Dear Diary, Just a short note to say Merry Xmas, and thanks for being here for me this past year.
And speaking of thank-you’s, did you see that advertisement telling us that “Nova Scotia health care workers have been through a lot lately...”
Oh, dear. I hope they’re going to be OK. I hope it’s nothing serious.
Dear Diary, I have good news and bad news. The bad news is the group just broke up. The good news is I still get to eat for free and never spend any of my own money.
Dear Diary, Sorry ain’t written in a spell. Been away. Never shoulda taken time off. As soon as I left the arse fell outta her.
See, got this lady friend Diana, who’s ‘sposed to be - ‘sposed to be - fillin’ in for me when I’m away from the group.

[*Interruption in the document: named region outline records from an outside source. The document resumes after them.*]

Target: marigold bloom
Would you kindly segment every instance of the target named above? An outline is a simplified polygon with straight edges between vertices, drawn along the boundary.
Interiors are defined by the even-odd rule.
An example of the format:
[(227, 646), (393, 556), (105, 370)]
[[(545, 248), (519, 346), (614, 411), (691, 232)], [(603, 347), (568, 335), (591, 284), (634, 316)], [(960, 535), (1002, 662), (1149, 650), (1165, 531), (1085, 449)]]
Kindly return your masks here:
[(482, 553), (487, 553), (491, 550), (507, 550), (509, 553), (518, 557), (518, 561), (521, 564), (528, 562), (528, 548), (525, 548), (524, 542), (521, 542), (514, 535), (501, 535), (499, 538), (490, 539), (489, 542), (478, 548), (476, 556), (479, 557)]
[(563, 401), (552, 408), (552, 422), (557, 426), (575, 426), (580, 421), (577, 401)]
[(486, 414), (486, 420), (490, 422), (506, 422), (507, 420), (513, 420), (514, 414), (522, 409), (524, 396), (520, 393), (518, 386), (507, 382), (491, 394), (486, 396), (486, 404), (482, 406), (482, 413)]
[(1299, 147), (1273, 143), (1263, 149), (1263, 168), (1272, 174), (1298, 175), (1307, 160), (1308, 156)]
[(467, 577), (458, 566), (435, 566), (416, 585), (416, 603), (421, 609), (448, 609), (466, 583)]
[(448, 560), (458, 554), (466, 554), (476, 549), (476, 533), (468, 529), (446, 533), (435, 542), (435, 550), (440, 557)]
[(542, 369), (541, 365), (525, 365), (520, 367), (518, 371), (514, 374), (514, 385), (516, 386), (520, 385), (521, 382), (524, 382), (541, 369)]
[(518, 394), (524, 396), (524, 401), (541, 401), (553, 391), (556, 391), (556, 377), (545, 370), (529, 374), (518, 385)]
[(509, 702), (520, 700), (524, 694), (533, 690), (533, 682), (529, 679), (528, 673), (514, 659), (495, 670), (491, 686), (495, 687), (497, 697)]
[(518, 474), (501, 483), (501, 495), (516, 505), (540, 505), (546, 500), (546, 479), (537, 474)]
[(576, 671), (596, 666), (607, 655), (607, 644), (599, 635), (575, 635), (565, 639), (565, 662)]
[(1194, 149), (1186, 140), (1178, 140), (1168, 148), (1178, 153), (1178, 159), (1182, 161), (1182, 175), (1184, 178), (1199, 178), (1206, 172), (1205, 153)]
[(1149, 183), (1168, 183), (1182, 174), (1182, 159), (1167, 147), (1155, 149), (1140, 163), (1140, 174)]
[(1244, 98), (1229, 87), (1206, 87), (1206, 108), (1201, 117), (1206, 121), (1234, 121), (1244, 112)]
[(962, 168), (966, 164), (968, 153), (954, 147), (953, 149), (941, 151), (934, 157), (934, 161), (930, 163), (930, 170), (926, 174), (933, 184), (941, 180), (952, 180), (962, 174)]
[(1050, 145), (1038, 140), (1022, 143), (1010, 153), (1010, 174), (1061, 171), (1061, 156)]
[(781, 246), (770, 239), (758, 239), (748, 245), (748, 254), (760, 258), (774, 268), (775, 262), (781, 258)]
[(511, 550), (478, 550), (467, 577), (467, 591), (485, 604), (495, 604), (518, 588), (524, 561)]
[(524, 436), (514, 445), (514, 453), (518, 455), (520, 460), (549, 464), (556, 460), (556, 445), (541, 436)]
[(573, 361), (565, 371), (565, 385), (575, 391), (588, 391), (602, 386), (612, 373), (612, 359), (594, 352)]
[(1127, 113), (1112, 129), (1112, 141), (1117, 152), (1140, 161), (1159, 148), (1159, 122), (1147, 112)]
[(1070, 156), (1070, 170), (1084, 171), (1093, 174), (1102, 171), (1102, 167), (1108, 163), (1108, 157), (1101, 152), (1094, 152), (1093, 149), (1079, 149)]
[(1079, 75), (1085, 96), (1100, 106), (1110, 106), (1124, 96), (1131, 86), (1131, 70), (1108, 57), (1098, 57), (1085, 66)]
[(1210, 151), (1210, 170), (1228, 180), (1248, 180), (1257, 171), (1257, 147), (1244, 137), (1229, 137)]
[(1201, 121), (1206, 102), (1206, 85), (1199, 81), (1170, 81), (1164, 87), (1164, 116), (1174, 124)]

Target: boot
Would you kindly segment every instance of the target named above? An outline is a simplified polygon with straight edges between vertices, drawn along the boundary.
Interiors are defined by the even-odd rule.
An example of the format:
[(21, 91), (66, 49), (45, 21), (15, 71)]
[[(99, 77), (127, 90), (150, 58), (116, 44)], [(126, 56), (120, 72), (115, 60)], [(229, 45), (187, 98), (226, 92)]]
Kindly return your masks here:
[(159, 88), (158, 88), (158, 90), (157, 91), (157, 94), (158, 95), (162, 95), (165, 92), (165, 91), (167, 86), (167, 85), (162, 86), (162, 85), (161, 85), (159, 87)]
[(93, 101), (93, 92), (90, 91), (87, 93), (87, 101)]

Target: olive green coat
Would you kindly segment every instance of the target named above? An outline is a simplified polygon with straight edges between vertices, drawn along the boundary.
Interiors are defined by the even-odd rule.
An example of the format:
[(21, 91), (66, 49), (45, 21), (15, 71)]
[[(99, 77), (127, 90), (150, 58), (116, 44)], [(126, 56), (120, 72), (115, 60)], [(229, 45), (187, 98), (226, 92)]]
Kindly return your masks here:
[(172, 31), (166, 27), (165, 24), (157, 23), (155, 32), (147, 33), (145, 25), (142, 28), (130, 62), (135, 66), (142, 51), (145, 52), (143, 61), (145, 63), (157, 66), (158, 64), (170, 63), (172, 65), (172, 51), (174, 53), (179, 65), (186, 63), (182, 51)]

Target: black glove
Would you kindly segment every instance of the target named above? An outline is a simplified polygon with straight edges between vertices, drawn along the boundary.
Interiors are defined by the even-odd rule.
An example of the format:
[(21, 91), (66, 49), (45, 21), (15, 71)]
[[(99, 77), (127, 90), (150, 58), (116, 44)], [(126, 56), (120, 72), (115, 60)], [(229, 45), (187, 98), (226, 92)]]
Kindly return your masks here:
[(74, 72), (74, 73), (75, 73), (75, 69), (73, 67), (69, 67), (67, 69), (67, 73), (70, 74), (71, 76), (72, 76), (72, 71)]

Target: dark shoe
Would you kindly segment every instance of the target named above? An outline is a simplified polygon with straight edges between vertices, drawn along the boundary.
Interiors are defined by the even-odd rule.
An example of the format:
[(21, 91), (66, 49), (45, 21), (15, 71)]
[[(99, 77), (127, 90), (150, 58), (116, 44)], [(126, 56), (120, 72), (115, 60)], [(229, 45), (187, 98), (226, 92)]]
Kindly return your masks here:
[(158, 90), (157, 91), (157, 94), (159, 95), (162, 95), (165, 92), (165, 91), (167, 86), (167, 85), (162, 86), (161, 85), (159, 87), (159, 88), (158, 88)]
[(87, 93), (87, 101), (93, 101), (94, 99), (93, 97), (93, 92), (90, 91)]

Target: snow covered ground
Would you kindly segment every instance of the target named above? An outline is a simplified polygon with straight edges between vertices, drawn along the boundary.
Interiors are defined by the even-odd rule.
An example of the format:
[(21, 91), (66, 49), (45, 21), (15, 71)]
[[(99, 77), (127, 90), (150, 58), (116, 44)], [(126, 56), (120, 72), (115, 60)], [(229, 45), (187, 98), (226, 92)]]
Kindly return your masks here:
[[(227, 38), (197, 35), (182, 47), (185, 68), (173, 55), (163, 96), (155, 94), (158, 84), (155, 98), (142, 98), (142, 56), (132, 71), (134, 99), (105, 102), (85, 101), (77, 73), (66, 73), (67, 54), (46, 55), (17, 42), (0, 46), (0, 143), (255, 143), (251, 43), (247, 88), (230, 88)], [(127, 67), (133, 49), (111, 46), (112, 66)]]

But the minute I’m out the door, one of the prisoners from the local jail walks outta his door.
Dear Diary, the new job continues great guns. Did I tell you I have this assistant? Her name is Floral, or something like that. I like her. She’s my pressed secretary, which means any time I need my shirt pressed I just take it off in front of my new friend Floral and she will iron it for me, right there on the spot. I don’t know where she hides her ironing board.
Dear Diary, This is my first entry. My first diary since I left Bridgetown High in ’83 and went to refrigerator repair college. I hope everythun’ goes well. It’s nice to have somebody to confide in.